Lalu kemudian, Fatimah mempersilahkan
tamu itu masuk. Malaikat pencabut maut berparas jelita itu pun kini berada di
samping Muhammad.
"Assalamu’alaikum ya utusan Allah" dengan takzim
malaikat memberi salam.
"Salam sejahtera juga untukmu pelaksana perintah
Allah, apakah tugasmu saat ini, berziarah ataukah mencabut nyawa si lemah?"

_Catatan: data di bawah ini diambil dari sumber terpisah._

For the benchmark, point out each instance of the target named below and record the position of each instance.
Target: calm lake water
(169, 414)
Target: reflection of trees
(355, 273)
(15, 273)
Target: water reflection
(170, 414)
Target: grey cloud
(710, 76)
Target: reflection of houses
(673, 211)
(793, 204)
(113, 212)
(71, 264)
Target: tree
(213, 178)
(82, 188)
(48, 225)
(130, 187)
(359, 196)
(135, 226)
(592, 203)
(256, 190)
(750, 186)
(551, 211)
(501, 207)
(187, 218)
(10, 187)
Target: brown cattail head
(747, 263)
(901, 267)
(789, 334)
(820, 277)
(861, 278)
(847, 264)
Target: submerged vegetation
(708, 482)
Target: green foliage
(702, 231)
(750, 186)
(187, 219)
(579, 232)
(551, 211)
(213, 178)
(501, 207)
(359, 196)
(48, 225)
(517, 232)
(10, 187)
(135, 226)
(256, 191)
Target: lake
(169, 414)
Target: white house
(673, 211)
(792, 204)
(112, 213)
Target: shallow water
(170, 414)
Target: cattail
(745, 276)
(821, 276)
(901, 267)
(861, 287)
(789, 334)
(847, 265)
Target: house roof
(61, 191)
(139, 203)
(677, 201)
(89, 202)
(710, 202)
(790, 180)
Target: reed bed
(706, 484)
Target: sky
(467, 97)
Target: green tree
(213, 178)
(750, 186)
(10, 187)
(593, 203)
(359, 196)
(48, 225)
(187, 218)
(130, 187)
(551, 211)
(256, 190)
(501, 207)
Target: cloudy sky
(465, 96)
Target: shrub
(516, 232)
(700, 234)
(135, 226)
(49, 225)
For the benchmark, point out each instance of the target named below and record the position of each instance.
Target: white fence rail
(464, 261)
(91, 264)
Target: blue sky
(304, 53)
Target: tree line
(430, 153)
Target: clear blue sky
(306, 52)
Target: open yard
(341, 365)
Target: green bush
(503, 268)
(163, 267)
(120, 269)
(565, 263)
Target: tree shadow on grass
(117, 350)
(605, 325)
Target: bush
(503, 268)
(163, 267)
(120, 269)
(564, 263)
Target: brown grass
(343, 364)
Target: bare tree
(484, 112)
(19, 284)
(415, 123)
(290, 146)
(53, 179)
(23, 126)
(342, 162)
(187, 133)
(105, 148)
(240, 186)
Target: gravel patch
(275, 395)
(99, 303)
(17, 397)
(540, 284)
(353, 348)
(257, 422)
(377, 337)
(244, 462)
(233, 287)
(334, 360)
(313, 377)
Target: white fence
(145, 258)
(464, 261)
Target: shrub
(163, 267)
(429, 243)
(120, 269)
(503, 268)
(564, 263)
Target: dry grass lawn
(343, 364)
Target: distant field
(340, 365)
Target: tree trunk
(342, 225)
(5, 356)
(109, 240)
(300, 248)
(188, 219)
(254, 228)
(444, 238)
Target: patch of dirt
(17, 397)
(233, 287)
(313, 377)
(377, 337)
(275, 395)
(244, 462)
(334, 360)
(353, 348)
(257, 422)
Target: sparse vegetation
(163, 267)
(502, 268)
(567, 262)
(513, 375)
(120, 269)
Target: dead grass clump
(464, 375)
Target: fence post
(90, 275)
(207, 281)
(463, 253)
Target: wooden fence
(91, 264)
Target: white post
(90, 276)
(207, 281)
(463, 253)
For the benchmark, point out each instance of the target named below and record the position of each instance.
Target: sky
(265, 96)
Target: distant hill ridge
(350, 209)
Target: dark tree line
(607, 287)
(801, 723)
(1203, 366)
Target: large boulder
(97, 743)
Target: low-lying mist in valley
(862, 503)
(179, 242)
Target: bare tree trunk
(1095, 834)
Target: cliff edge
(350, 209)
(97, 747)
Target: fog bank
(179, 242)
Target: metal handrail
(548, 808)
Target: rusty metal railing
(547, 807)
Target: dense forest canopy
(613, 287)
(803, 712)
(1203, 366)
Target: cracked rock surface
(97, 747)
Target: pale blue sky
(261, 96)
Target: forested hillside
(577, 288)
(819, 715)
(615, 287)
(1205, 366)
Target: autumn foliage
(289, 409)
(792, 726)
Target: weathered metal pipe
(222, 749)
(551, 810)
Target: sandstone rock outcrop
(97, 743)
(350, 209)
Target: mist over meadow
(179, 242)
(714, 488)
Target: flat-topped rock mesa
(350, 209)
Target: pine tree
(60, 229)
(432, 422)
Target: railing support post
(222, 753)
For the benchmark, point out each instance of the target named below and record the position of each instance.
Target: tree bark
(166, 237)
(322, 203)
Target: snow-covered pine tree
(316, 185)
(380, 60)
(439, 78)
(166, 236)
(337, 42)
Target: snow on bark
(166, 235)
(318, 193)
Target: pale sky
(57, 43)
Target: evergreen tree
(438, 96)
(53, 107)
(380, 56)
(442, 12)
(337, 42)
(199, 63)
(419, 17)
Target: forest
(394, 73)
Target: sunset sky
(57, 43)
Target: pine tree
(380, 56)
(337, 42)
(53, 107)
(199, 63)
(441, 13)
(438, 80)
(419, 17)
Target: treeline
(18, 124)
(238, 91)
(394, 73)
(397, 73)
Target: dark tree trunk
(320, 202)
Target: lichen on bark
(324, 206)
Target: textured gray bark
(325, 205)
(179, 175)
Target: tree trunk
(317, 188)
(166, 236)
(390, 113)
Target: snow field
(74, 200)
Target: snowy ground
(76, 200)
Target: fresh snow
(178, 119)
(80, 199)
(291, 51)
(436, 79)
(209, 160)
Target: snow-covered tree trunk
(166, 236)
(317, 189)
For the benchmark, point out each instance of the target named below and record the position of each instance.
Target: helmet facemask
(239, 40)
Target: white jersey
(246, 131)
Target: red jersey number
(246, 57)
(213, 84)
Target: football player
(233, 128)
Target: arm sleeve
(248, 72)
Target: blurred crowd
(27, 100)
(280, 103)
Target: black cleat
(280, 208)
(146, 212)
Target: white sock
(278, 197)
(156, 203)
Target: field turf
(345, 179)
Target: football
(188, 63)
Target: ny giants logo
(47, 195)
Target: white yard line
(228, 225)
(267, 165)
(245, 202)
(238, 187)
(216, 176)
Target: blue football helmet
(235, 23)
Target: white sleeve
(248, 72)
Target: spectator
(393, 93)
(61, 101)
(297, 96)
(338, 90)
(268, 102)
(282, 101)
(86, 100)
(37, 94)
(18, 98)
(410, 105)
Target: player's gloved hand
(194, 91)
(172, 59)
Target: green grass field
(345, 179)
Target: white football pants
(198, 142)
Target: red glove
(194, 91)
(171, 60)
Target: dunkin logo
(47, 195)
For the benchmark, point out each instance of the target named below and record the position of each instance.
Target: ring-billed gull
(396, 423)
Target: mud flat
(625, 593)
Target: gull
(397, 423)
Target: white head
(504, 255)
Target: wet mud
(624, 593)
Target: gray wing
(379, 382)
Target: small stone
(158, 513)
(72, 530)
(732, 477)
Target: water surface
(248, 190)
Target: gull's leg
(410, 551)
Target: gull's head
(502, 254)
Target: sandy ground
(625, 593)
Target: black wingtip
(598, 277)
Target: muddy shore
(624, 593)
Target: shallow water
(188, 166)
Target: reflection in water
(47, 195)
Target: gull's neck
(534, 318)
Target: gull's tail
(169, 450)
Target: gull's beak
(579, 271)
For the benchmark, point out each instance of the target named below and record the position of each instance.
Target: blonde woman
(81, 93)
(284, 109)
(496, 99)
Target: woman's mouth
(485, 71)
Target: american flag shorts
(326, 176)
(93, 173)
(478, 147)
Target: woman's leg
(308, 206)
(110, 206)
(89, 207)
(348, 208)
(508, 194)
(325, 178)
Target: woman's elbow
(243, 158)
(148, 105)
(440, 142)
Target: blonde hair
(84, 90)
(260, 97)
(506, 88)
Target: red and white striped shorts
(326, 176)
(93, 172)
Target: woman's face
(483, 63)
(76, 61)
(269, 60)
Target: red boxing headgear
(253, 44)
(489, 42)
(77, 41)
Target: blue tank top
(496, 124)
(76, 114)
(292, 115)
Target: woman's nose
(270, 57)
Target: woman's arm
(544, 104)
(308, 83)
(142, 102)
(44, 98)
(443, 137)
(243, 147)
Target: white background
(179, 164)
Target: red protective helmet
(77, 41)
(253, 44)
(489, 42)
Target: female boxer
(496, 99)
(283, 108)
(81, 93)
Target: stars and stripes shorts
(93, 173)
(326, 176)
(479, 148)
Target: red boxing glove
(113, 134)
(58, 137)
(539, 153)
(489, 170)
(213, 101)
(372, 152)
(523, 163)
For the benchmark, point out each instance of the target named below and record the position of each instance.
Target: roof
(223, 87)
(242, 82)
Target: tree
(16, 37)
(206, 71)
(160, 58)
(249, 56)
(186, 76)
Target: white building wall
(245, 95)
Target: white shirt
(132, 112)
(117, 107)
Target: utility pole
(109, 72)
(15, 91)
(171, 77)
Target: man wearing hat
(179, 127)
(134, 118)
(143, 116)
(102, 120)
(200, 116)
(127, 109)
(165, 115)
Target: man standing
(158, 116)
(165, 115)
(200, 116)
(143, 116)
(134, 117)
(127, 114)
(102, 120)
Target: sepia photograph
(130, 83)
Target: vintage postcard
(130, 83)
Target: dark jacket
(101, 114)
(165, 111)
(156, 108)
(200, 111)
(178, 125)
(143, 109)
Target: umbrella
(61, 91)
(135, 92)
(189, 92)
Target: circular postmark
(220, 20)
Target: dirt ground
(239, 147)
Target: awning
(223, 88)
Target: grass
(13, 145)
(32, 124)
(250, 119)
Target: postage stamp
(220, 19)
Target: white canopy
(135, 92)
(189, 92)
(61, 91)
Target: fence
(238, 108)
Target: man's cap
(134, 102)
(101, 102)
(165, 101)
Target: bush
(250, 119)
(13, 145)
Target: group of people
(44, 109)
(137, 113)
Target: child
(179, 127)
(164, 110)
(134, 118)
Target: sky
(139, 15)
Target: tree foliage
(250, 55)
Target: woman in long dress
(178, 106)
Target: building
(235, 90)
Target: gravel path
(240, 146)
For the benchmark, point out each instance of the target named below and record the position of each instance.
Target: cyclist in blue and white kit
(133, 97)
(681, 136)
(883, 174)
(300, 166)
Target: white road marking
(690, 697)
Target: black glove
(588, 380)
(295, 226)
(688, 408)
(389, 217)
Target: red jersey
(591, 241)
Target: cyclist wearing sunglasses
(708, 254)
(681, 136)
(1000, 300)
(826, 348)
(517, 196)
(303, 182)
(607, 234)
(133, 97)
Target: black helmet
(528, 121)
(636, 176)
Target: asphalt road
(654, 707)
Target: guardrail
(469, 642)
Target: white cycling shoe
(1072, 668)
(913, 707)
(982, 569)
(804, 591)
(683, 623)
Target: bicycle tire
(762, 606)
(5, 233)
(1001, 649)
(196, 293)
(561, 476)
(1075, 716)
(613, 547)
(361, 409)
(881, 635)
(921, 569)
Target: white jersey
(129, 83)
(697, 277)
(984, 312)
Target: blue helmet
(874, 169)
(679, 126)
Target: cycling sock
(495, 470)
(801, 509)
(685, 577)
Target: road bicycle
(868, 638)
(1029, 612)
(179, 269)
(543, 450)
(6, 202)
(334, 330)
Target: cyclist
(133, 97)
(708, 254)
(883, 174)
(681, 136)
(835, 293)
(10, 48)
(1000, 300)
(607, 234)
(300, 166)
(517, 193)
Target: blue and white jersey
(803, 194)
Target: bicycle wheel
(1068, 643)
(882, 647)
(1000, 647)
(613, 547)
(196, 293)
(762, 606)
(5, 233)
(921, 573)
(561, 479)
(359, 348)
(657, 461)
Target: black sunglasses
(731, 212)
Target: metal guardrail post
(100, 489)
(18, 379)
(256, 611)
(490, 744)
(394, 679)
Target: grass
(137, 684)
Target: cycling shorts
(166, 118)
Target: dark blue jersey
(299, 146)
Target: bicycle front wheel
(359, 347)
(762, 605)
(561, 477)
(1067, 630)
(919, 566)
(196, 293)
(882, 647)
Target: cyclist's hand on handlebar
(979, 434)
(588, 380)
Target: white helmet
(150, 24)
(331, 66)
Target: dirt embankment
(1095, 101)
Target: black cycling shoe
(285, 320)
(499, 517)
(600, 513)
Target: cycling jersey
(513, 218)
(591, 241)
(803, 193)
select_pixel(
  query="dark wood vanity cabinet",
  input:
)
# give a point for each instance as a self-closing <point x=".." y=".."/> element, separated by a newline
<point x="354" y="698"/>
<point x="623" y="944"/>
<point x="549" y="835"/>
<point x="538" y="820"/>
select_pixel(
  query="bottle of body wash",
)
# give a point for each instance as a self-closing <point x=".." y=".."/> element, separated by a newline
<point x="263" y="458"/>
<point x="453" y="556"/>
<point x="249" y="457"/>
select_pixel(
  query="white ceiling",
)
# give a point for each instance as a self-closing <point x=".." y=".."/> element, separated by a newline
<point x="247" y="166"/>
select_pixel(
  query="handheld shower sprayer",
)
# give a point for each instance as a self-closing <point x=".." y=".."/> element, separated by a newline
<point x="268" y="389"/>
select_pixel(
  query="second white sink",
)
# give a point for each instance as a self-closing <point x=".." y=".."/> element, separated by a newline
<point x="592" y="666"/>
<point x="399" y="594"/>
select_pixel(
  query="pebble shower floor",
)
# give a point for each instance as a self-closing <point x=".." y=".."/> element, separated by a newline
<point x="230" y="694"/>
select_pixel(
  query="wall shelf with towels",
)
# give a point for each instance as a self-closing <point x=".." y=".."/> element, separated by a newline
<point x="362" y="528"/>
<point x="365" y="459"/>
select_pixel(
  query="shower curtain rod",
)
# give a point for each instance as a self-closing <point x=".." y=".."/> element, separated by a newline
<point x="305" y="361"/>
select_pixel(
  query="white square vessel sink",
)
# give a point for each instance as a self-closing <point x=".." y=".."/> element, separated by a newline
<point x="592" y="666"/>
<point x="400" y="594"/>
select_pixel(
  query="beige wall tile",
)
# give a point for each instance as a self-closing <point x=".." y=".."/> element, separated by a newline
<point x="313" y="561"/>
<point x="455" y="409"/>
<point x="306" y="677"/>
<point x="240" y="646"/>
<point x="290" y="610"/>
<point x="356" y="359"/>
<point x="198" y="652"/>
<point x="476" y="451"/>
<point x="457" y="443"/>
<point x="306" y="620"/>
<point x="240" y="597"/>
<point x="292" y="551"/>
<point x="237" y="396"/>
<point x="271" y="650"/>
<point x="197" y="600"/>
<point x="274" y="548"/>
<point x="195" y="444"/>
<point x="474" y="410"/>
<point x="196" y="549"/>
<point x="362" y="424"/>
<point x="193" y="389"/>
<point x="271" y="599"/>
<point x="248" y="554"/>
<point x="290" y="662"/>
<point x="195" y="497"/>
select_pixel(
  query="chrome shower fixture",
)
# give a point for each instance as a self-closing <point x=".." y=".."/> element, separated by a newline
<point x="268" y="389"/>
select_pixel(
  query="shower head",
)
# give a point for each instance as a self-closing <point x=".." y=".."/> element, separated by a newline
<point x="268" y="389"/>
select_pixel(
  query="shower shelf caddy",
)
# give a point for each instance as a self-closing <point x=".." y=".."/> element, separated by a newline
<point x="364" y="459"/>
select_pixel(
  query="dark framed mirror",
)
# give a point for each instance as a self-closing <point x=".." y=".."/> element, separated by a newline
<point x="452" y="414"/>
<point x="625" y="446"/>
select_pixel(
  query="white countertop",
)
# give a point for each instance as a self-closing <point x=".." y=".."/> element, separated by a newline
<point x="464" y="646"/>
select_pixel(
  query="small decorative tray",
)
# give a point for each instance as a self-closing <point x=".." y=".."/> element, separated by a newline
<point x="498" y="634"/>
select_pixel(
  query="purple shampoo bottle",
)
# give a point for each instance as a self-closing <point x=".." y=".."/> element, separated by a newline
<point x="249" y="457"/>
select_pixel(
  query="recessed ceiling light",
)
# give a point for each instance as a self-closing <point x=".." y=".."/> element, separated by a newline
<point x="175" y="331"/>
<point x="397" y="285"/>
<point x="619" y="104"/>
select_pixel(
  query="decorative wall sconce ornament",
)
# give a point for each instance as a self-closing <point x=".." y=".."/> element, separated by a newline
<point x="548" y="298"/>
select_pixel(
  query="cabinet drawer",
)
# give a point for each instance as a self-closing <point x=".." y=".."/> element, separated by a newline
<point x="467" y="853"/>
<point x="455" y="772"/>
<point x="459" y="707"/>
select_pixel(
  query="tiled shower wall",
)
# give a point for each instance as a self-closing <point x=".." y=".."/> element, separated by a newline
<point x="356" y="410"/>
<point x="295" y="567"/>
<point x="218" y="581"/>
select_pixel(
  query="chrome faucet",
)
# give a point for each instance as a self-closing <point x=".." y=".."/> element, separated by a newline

tanya nabi. Angin berhembus dingin.
"Aku datang untuk keduanya,
berziarah dan mencabut nyawamu, itupun setelah engkau perkenankan, jika tidak
Allah memerintahkanku untuk kembali"
"Di manakah engkau tinggalkan
Jibril? Duhai izrail?"
"Ia ku tinggal di atas langit dunia".
Tak
lama kemudian, Jibril pun datang dan memberikan salam kepada seseorang yang juga
dicintanya karena Allah.
"Ya Jibril, gembirakanlah aku saat ini" pinta
Al-Musthafa.
Terdengar Jibril bersuara pelan di dekat telinga manusia
pilihan, "Sesungguhnya pintu langit telah di buka, dan para Malaikat tengah
berbaris menunggu sebuah kedatangan, bahkan pintu-pintu surga juga telah di
lapangkan hingga terlihat para bidadari yang telah berhias menyongsong kehadiran
yang paling ditunggu-tunggu".
"Alhamdulillah, betapa Allah maha
penyayang" sendu Nabi, wajahnya masih saja pucat pasi.
"Dan Jibril,
masukkan kesenangan dalam hati ini, bagaimana keadaan ummatku nanti".
"Aku beri engkau sebuah kabar akbar, Allah telah berfirman,
"Sesungguhnya Aku, telah mengharamkan surga bagi semua Nabi, sebelum engkau
memasukinya pertama kali, dan Allah mengharamkan pula sekalian umat manusia
sebelum pengikutmu yang terlebih dahulu memasukinya" Jawaban Jibril itu begitu
berpengaruh. Maha suci Allah, wajah Nabi dilingkupi denyar cahaya. Nabi
tersenyum gembira. Betapa ia seperti tidak sakit lagi. Dan ia pun menyuruh
malaikat izrail mendekat dan menjalankan amanah Allah.
Izrail, melakukan
tugasnya. Perlahan anggota tubuh pembawa cahaya kepada dunia satu persatu tidak
bergerak lagi. Nafas manusia pembawa berita gembira itu semakin terhembus
jarang. Pandangan manusia pemberi peringatan itu kian meredup sunyi. Hingga
ketika ruhnya telah berada di pusat dan dalam genggaman Izrail, nabi sempat
bertutur, "Alangkah beratnya penderitaan maut". Jibril berpaling tak sanggup
memandangi sosok yang selalu ia dampingi di segala situasi.
"Apakah
engkau membenciku Jibril"
"Siapakah yang sampai hati melihatmu dalam
keadaan sekarat ini, duhai cinta," jawabnya sendu.
Sebelum segala
tentang manusia terindah ini menjadi kenangan, dari bibir manis itu terdengar
panggilan perlahan "Ummatku… Ummatku….". Dan ia pun dengan sempurna kembali.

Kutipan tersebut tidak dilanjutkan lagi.